OXYGENATION OF BLOOD BY LIQUID INFUSION

通过液体输注使血液充氧

• 批准号: 6056610
• 负责人: GILES J BRERETON
• 金额: $ 8.29万
• 依托单位: MICHIGAN STATE UNIVERSITY
• 依托单位国家: 美国
• 财政年份: 1998
• 资助国家: 美国
• 起止时间: 1998-09-30 至 2002-08-31
• 项目状态: 已结题
• 来源: https://reporter.nih.gov/project-details/6056610
• 关键词: biomaterial interface interaction; blood /plasma substitute; blood oxygenator; injection /infusion; method development; oxygen tension; oxygen transport

The technology to be developed in this study would enable oxygenation of blood by intra-aortic infusion of a highly oxygenated carrier liquid. The liquid would be oxygenated at sufficiently high concentrations (10 - 40 cm3 dissolved gaseous oxygen/gram liquid) that, after infusion, the blood oxygen content would be raised to the levels achieved through the normal respiratory function of the lungs, with a low enough fluid load to allow long-term systemic applications. This approach provides an alternative to the existing paradigm that systemic or regional tissue hypoxia is only correctable by diffusion of oxygen across an interface (lungs/artificial membrane) between gas and the systemic blood volume. In the proposed approach, by using oxygen pre-dissolved in a carrier liquid which is delivered so as to suppress nucleation, oxygenation is accomplished by the more efficient mechanism of liquid-liquid mixing. The approach has applications to treatments of tissue hypoxia which span a wide range of pathophysiologic problems in medicine and surgery. To achieve nucleation-free delivery and mixing of oxygenated solutions at the required oxygen concentration, experimental and theoretical research is needed on the preparation of gas-supersaturated solutions, their delivery along capillary tubes, and their mixing with co-flowing blood at the distal tube-end. Techniques for preparing stable oxygen- supersaturated liquids and nucleation theories, developed by the principal investigators in earlier work to explain suppression of nucleation during transport along micron-size capillary tubeses, will be extended to preparation of oxygenated solutions at much higher concentrations and to understanding thresholds for nucleation during transport along sub-micron capillary tubes. The research needed in these areas is critical to achieving safe oxygenation by liquid-liquid mixing at the desired oxygen levels.

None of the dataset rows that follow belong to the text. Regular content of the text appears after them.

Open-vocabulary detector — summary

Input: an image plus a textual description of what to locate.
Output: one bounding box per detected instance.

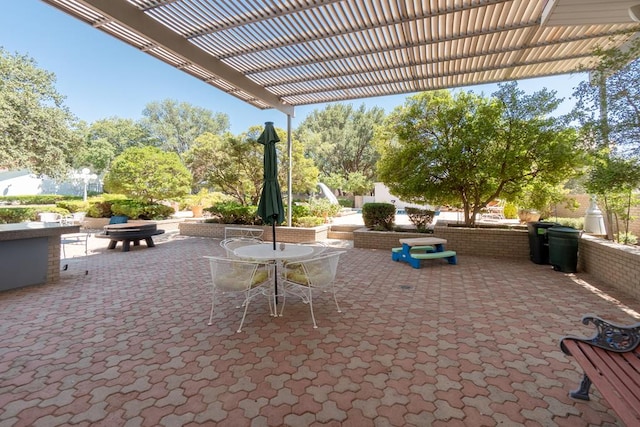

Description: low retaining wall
[353,226,529,259]
[578,234,640,299]
[179,220,329,243]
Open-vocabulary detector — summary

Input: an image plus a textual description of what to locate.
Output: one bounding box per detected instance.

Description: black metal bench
[560,314,640,426]
[96,222,164,252]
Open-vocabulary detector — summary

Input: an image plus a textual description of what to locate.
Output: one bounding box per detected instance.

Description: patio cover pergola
[42,0,640,224]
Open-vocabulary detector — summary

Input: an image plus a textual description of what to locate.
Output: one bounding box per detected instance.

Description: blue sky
[0,0,586,134]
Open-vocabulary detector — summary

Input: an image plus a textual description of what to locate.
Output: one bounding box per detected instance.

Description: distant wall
[374,182,433,209]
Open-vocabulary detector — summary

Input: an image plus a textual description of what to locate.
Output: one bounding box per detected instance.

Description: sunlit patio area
[0,232,640,427]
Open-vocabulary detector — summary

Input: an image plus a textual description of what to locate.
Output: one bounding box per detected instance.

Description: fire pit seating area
[96,217,164,252]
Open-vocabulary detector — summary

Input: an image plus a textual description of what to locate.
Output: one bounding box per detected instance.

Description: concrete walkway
[0,232,640,427]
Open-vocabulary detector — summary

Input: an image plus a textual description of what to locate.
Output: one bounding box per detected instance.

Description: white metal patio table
[233,242,313,304]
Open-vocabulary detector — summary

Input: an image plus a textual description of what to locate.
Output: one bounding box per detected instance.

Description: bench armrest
[560,314,640,355]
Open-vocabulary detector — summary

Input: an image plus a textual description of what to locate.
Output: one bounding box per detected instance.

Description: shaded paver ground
[0,232,640,427]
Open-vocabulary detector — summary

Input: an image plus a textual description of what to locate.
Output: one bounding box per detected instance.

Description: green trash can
[547,226,582,273]
[527,221,560,264]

本研究中开发的技术将使氧合 通过主动脉内输注高氧载液来收集血液。 液体将在足够高的浓度下被氧化（10 - 40 cm3 溶解气氧/克液体），输注后， 血氧含量将提高到通过以下方法达到的水平 肺部呼吸功能正常，液体负荷足够低 以允许长期系统应用。 这种方法提供了一种 现有范式的替代方案是系统性或区域性组织 缺氧只能通过氧气穿过界面扩散来纠正 （肺/人工膜）气体和全身血量之间。 在所提出的方法中，通过使用预溶解在载体中的氧气 输送液体以抑制成核，氧化是 通过更有效的液-液混合机制来完成。 该方法可应用于组织缺氧的治疗，其范围涵盖 医学和外科领域广泛的病理生理学问题。 到 实现含氧溶液的无核输送和混合 所需的氧气浓度、实验和理论研究 制备气体过饱和溶液时需要，它们 沿着毛细管输送，并与同流血液混合 在远端管端。稳定氧的制备技术 过饱和液体和成核理论，由 主要研究人员在早期工作中解释了压制 沿着微米尺寸的毛细管运输期间成核，将 扩展到在更高温度下制备含氧溶液 浓度并了解成核过程中的阈值 沿着亚微米毛细管运输。 需要进行的研究 这些区域对于实现液-液安全氧合至关重要 在所需的氧气水平下混合。